Carolyn Schapper says she was harassed in Iraq by a fellow Army National Guard soldier to the extent that she began changing clothes in the shower for fear he'd barge into her room unannounced — as he already had on several occasions.
Even as women distinguish themselves in battle alongside men, they're fighting off sexual assault and harassment. It's not a new consequence of war. But the sheer number of women serving today — more than 190,000 so far in Iraq and Afghanistan — is forcing the military and Department of Veterans Affairs to more aggressively address it.
The data that exists — incomplete and not up-to-date — offers no proof that women in the war zones are more vulnerable to sexual assault than other female service members, or American women in general. But in an era when the military relies on women for invaluable and difficult front-line duties, the threat to their morale, performance and long-term well-being is starkly clear.
Of the women veterans from Iraq and Afghanistan who have walked into a VA facility, 15 percent have screened positive for military sexual trauma, The Associated Press has learned. That means they indicated that while on active duty they were sexually assaulted, raped, or were sexually harassed, receiving repeated unsolicited verbal or physical contact of a sexual nature.
In January, the VA opened its 16th inpatient ward specializing in treating victims of military sexual trauma, this one in New Jersey. In response to complaints that it is too male-focused in its care, the VA is making changes such as adding keyless entry locks on hospital room doors so women patients feel safer.
Depression, anxiety, problem drinking, sexually transmitted diseases and domestic abuse are all problems that have been linked to sexual abuse, according to the Miles Foundation, a nonprofit group that provides support to victims of violence associated with the military. Since 2002, the foundation says it has received more than 1,000 reports of assault and rape in the U.S. Central Command areas of operation, which include Iraq and Afghanistan.
In most reports to the foundation, fellow U.S. service members have been named as the perpetrator, but contractors and local nationals also have been accused.

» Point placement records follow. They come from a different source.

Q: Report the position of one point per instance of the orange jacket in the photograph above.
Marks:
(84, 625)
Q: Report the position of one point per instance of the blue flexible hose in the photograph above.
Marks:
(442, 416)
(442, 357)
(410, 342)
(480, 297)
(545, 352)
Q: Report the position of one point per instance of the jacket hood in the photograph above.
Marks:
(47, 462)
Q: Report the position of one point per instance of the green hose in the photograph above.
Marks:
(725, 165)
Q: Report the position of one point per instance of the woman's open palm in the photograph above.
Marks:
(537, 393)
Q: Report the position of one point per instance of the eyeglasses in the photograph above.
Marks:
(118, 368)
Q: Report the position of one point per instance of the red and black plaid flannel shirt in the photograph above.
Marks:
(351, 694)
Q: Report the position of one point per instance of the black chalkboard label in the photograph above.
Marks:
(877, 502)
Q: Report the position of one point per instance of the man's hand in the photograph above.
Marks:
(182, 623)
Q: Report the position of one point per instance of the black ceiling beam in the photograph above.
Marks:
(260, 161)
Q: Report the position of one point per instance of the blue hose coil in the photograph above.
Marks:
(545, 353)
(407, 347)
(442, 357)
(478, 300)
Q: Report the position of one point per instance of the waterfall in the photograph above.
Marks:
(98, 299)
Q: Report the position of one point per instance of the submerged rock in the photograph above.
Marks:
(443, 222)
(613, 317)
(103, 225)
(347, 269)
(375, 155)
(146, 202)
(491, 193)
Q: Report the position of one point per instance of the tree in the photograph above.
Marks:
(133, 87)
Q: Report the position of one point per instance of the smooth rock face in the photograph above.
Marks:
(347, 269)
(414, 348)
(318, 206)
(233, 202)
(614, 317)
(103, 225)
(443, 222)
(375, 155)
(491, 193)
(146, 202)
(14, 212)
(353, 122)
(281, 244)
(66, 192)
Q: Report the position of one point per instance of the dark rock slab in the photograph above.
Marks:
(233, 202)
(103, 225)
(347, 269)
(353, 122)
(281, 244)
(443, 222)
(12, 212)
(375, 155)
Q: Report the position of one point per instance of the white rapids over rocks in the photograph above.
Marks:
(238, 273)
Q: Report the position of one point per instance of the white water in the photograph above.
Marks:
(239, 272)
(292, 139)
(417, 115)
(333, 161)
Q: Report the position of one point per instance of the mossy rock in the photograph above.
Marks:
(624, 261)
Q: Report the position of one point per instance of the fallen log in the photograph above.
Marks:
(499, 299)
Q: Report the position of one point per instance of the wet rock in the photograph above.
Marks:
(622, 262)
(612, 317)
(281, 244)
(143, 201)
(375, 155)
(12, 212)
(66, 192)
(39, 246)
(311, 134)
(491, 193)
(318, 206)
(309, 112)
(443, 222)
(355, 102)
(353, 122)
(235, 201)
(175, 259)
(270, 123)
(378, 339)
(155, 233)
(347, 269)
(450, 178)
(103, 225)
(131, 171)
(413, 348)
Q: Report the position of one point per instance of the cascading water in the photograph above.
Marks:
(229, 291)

Whenever I blog about sexual assault within the military, some wingnut warlovers feel obligated to refute it in their own forums. Military men regard military women as their sisters, they cry. Soldiers would never even touch a fellow female soldier - unless she asked for it. Then later, of course, they regret it and "cry rape".
Military men are apparently honourable and upstanding. Military women, however, are just lying bitches.
Do I really need to say that not all men are rapists? Not all men in the military are rapists, either. But the lawless, dehumanized, violent culture that surrounds war and occupation has transformed many a normal man into something he never was at home.
In War Is A Force That Gives Us Meaning, Christopher Hedges describes how in every war zone he covered, in every part of the world, sexual context between men and women was reduced to its most brutal and violent. Rape became a norm, and not only as a weapon against the enemy.
I applaud Diane Pickel Plappert and Carolyn Schapper for coming forward, and standing up with their real names. It's really hard to do, let me tell you. But once done, it gives you strength and courage, and soon you couldn't imagine making any other choice.
I know that other women will also find courage and comfort from Plappert's and Schapper's examples. I thank them.